Brasília A polêmica vivida no Paraná sobre a distribuição de medicamentos de alto custo ganhou espaço no Senado, com a discussão de dois projetos de lei distintos sobre o tema. De um lado, está a visão defendida pelo governador Roberto Requião (PMDB), de que uma máfia de advogados aliada aos interesses de indústrias farmacêuticas estaria arrombando as contas públicas com ações judiciais. Do outro, o entendimento do senador Flávio Arns (PT), que busca uma solução a partir do ponto de vista dos doentes, mesmo que isso possa dobrar os gastos anuais de R$ 1,7 bilhão com os remédios excepcionais.
Ambas as vertentes foram colocadas frente a frente durante audiência pública realizada ontem pela Comissão de Direitos Humanos do Senado. A do governador está inserida no projeto de autoria do senador Tião Viana (PT-AC), que estabelece critérios para a distribuição de medicamentos de alto custo pelo Sistema Único de Saúde (SUS). A proposta coloca apenas nas mãos do Ministério da Saúde a prerrogativa de escolha de quais medicamentos seriam distribuídos e blindaria o Estado contra possíveis ações judiciais.
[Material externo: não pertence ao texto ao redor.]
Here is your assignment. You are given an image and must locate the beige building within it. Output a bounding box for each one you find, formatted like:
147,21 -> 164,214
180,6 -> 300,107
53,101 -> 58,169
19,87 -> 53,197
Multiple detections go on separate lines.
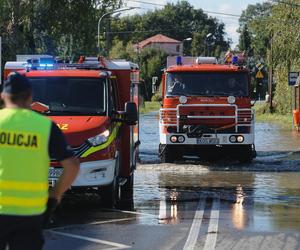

Durante discurso, Viana citou a luta de Requião no estado. "Queremos evitar o comportamento mafioso paralelo que atinge o SUS", citou, referindo-se ao caso de médicos que receitam medicamentos caros e sem a devida comprovação de eficácia.
No projeto de Arns, a tarefa de escolha dos medicamentos ficaria compartilhada com outros setores, incluindo entidades não-governamentais. Para isso, seria criado o Conselho Nacional de Incorporação de Medicamentos e Produtos da Saúde. Segundo a proposta, a relação de medicamentos excepcionais que não sofre modificações há quatro anos deveria ser atualizada anualmente.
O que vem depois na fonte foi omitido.